Die CDU/CSU-Opposition muss Obacht geben: Rhetorisch zugespitzte Kritik an Vorhaben der künftigen rot-grün-gelben Bundesregierung, ein Ampel-Bashing gar, birgt die Gefahren von Risiken und Nebenwirkungen. Das zunächst vollmundige Nein des CDU/CSU-Fraktionsvorsitzenden Ralph Brinkhaus und anderer Unionspolitiker zum Corona-Gesetz der baldigen Regierungspartner geriet argumentativ rasch in schweres Wasser: Jens Spahn hatte selbst, wie es die Ampel nun wollte, einer Beendigung der pandemischen Notlage das Wort geredet. Strategisch wurde es zum Desaster.

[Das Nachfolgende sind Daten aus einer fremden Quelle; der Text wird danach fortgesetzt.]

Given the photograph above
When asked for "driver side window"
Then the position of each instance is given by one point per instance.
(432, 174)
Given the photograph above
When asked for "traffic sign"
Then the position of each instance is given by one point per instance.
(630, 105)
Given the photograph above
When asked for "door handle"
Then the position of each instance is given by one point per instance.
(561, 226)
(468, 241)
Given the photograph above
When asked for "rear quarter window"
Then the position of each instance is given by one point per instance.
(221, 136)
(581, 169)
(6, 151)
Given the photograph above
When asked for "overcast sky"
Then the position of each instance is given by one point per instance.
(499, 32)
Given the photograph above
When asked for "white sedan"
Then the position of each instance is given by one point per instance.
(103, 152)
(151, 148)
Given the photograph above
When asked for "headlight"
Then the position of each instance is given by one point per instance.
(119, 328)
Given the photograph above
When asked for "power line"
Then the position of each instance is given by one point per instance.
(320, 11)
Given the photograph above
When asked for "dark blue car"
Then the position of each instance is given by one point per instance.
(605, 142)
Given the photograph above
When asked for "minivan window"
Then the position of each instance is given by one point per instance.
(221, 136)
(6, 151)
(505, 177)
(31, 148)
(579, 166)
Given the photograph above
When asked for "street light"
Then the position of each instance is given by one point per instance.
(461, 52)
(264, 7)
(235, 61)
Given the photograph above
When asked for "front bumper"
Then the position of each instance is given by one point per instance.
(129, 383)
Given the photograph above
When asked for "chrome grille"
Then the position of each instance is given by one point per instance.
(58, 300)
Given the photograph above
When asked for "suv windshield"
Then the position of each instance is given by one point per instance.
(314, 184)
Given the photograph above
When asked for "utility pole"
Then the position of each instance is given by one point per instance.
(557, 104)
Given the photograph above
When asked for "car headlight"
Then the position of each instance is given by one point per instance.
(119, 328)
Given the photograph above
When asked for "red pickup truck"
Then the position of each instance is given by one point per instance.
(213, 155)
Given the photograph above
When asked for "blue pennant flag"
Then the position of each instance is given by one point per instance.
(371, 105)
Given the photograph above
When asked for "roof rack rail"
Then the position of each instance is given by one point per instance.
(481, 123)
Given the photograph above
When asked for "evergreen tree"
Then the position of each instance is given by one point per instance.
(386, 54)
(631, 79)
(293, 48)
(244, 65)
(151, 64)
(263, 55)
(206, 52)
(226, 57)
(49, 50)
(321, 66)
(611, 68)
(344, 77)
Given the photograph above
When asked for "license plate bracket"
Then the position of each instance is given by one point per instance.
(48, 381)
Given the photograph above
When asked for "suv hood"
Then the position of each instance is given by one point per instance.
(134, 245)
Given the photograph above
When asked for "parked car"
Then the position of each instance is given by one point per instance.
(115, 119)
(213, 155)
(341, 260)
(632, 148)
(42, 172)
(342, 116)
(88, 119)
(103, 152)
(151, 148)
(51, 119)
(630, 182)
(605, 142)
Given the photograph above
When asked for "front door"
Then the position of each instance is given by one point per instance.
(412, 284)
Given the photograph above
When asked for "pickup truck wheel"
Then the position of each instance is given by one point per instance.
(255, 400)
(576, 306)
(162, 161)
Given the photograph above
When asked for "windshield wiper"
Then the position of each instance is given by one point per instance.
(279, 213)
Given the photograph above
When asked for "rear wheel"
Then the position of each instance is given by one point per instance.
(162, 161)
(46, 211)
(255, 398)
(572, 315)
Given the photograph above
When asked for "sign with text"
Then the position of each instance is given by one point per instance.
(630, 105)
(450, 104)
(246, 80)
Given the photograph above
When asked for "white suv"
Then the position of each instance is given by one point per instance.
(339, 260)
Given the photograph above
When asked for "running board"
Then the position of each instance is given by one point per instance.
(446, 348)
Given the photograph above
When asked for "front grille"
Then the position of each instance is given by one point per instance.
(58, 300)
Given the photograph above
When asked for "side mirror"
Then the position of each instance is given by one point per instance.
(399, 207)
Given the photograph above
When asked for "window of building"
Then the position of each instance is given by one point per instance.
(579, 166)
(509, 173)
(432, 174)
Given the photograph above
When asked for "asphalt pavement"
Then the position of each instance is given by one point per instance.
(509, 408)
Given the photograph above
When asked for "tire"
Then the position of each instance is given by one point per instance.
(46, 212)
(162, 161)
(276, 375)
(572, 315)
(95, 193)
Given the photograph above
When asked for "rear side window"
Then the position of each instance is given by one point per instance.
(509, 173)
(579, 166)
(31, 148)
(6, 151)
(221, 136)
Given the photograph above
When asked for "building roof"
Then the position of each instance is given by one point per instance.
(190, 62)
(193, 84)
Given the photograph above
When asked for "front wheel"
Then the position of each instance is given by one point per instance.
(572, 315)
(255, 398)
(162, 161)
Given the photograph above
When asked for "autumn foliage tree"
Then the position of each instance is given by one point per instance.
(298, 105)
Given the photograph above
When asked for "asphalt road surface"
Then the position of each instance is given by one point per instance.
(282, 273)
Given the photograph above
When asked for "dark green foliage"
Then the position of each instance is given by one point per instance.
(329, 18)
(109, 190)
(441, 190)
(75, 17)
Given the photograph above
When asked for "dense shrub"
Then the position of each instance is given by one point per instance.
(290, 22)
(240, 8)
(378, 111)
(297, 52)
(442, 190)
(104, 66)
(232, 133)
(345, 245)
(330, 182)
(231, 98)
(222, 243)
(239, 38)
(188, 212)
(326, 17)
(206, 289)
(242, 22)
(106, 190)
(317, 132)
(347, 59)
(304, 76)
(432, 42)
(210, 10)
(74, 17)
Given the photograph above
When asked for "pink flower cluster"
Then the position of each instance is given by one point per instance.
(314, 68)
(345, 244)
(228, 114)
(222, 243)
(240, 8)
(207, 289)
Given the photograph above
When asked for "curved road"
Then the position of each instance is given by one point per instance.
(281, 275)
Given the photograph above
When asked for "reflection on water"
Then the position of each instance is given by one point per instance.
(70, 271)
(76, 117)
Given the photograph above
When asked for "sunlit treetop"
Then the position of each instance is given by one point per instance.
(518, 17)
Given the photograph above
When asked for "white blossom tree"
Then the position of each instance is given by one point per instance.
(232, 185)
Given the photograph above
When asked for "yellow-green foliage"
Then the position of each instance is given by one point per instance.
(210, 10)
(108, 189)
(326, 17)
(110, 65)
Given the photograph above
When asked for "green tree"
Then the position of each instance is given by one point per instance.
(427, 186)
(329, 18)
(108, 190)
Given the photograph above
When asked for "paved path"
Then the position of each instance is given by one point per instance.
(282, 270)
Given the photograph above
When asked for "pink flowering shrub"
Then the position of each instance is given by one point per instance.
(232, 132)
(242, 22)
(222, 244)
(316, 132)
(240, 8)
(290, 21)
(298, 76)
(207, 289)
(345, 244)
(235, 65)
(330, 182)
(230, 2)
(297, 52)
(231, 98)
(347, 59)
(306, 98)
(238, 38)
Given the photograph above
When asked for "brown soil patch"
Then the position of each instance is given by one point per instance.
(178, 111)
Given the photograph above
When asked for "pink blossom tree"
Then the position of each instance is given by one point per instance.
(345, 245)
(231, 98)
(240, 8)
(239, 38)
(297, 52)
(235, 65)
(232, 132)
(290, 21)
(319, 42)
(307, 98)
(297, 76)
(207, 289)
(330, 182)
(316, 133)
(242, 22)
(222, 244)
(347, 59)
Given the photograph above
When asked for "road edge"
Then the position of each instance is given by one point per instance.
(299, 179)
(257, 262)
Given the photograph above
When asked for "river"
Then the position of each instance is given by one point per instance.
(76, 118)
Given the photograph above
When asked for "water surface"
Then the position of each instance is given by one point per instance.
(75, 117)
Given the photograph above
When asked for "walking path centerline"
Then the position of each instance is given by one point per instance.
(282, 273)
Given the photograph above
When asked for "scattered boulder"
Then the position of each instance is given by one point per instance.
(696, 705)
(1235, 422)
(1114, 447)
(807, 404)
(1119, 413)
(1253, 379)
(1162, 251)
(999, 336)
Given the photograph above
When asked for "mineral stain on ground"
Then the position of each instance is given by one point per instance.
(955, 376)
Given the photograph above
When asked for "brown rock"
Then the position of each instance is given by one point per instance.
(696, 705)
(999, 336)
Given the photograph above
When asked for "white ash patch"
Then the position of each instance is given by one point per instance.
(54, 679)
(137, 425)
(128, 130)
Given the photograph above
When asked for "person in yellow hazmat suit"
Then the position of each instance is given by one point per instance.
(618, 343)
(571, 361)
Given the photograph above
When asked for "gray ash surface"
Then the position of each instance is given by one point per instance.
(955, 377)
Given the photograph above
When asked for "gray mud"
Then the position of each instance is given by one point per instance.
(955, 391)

Zwar stimmte die Unionsfraktion im Bundestag gegen den Gesetzentwurf von SPD, Grünen und FDP. Doch sie tat es nur noch halbherzig: Verbesserungen am Entwurf erkannte sie an. Dann aber stimmten die von CDU und CSU geführten Bundesländer nach einigen Windungen, die zwischen Nein, Enthaltung und Ja mäanderten, am Ende auch noch für das Gesetz.

Ginge es nicht um die Seuche, bei deren Bekämpfung der Streit der Parteien hintanzustellen ist, sondern ginge es – zum Beispiel – um ein Steuer- oder Einwanderungsthema, könnten die Schlagzeilen über die Oppositionsparteien so lauten: Die Union wendet sich von sich selbst ab. CDU und CSU zwischen Bund und Ländern gespalten. Als Tiger gestartet, als Bettvorleger gelandet.

Die Älteren werden sich erinnern: Der Versuch Rainer Barzels, des CDU-Chefs Anfang der 1970er-Jahre, die innerparteilichen Differenzen in der Ostpolitik der Regierung Brandt/Scheel mit einem „So nicht!“ zu kaschieren, misslang in jeglicher Hinsicht.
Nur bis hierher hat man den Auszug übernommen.